Showing a captured video sequence with annotations

question
images
glvisualize
plotting

#1

Hi ,
For debugging an object tracking system, I need to be able to display captured images
and to easily annotate those images with text.

I am looking for a solution that is not dependent on openCV.

I don’t care about colorants or color spaces RGB or HSV and the such I am showing 8-bit gray level
or 32/64 bits floating points images(like imagesc in Matlab)

I would be satisfied with 25-30 fps

Much obliged for any comment or help,
Thanks


#2

Have you looked at @sdanisch GLPlot/GLVisualize? It should be possible to rig something up with signals to put an annotation overlay over the video.

-V


#3

That should be quite straight forward… How do you want to do the annotation?
Scrubbing through the video, stop, click on something and write some text?


#4

Hi @sdanisch , thanks for taking the time to answer this.

I have a matrix of UInt8 1200x1600 every 15ms , which is the output of some camea.
for each image there is a list of several interest points(segmentation centroids) along with strings ( “1” “2” “3” etc) where each string should display
at its respective point.
I further want to display at a fixed position some more information.

I guess I could potentially achieve this using PyPlot and matplotlib but it turns out that for this sizes the garbage
collection kills performance … maybe because its happening on both sides …I don’t know exactly, anyway it is not usable that way.


#5

Why do you think it’s garbage collection? PyPlot isn’t known to be especially fast at displaying images :frowning:

But that should be super straight forward. Let me point you to an example in a minute!


#6

here you go: https://gist.github.com/SimonDanisch/df4b3617737eb90095f92951baa6a687#file-annotated_video-jl !
This example shows how to best create different screens to show something beneath in a fixed location:
https://github.com/JuliaGL/GLVisualize.jl/blob/master/examples/introduction/screens.jl
(not such a nice high-level API yet, admittedly!)

It’s a bit slower than expected, I need to figure out why. Hope it’s still fast enough for you!


#7

Sorry @sdanisch but that is still very far from my description… and not very constructive.
Your example shows how to display text in a certain area of a window this … is needed, not exactly what I meant but still useful.
Now how do I update
the text every frame?

and more important
How do I display the next frame?

try the following code:

using PyPlot
A = zeros(UInt8,1024,1024);
A[500:700,500:600] = 255
P = imshow(A)
an = annotate( "ZOOP!",xy=(100,100),color = (1,0,0,1))

#now lets change that data inplace
A = zeros(UInt8,1024,1024);
A[500:2:700,500:2:600] = 255
P[:set_array](A)
an[:set_text]("ZOOP! Changed!!")

can this be done using GLVisualize?


#8

Have you run the code?
I’m not sure what you mean… My code is doing exactly that?
I’ve update the example to also update the label string per frame:


#9

I definitely think GLVisualize is the best solution here, but in case it’s hard to get working…see the ImageView README about the annotation framework.


#10

Thanks @sdanisch , yes I ran both codes, your latest code is exactly what I specified …
So first thing I notice is
That in order to render a frame it has to be of type array of color type , as a long time Image Processing engineer … I find that infuriating :slight_smile: I am dealing with A/D output … color is just the representation at the end.
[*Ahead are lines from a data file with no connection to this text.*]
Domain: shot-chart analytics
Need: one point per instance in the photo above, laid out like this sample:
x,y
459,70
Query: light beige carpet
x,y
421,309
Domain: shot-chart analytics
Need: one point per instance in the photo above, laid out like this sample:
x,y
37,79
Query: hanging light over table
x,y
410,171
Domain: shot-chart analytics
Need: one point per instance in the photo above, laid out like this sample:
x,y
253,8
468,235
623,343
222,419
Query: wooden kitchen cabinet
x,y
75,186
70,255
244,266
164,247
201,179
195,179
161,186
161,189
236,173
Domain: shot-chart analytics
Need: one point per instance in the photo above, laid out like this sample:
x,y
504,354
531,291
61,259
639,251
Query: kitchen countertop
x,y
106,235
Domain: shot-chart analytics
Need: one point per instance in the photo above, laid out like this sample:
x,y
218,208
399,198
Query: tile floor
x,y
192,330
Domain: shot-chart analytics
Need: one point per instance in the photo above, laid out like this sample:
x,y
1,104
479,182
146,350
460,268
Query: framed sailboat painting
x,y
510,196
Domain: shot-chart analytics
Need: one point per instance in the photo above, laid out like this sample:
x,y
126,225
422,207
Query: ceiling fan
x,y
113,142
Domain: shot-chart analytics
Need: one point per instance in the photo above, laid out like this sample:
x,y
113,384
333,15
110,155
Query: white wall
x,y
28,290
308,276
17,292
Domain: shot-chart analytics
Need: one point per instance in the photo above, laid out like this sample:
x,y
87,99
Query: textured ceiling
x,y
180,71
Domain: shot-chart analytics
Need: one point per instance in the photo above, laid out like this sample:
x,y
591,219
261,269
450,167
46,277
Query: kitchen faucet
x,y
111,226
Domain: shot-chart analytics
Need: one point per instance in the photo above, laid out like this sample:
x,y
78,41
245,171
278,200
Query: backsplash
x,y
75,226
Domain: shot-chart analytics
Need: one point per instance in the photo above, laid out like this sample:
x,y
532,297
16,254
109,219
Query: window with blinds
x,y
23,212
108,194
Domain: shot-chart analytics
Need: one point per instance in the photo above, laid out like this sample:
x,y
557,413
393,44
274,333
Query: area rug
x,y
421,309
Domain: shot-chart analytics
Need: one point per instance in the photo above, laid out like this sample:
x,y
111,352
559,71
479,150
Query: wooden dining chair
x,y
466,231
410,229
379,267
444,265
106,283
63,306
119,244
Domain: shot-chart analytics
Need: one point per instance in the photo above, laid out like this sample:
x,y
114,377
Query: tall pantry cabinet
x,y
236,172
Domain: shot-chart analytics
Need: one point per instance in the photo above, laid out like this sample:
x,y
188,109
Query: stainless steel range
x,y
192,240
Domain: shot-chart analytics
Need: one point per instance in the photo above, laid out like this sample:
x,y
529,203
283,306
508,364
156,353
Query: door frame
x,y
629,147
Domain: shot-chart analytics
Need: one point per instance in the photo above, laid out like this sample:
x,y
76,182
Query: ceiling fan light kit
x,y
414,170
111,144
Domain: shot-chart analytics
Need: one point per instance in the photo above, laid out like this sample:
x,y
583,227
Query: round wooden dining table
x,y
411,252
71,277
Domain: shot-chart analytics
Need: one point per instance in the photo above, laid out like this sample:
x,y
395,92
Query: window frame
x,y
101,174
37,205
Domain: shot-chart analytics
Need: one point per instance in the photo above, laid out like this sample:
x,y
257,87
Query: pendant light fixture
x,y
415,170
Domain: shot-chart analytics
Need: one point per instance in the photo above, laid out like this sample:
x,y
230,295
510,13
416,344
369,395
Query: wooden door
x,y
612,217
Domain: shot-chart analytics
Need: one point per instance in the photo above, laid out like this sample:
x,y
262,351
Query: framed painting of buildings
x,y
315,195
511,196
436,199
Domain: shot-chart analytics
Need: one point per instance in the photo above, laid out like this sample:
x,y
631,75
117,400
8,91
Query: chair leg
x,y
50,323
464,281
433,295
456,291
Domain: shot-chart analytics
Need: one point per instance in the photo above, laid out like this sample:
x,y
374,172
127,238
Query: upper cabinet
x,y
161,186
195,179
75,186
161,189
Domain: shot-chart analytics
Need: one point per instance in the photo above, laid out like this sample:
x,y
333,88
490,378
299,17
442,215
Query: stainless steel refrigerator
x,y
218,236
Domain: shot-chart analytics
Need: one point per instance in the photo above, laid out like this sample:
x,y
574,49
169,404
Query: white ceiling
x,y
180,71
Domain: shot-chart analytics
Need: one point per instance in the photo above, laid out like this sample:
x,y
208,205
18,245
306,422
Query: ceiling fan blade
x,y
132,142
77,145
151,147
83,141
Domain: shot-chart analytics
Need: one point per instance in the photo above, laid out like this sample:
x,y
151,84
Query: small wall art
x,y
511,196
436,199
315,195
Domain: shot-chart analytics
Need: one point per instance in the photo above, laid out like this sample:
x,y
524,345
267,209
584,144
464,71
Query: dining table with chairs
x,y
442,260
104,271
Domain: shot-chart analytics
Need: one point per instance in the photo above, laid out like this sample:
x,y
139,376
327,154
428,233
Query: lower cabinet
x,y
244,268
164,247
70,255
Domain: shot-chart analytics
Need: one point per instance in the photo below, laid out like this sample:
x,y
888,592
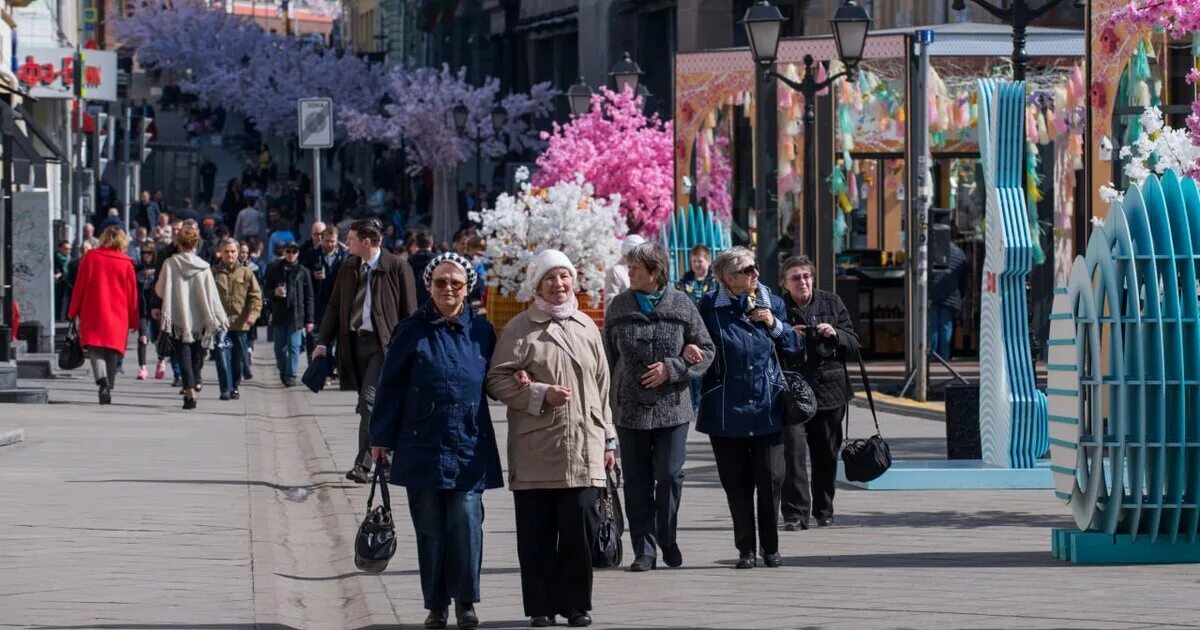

There should be a one liner to view any matrix … if it has 3 layers then interpret that as RGB.

Performance though is around 1-2 fps why is that? EDIT : (because of sin cos of 1200x1600 array inside the loop)

Please don’t interpret my temperament as criticism, I value your work and has used it before
to learn openGL and Julia

I suggest the following high level API:
plot(x,y) => create new figure and plot y versus x return a dictionary of String=>Signal for values that can be pushed
interactively
plot!(x,y) => same as above but use the last used window instead
imagesc(M) => show scaled matrix return a dictionary of signals
imagesc!(M) => you get my drift…

Thanks @tim.holy I will give ImageView a look.
By the way I tried to use Images.jl but the slow performance of connected components for large matrices forced me to resort to openCV.


#11

There should be a one liner to view any matrix

GLVisualize is more of a low-level graphics API, so I disagree :wink:

But feel free to develop such a higher level API. If you’re happy with it, it’d be great to open a PR to incorporate it into GLVisualize (or maybe rather GLPlot, which is supposed to offer more higher level abstractions).
I’m slowly working on a higher level API myself, but I need to prioritize lower-level improvements.

Did you get the speed you need after the EDIT? There is no fundamental reason, why the GLVisualize code shouldn’t yield optimal performance. If it doesn’t it should be considered a performance bug! Feel free to open an issue about it.


#12

There should be a one liner to view any matrix … if it has 3 layers then interpret that as RGB.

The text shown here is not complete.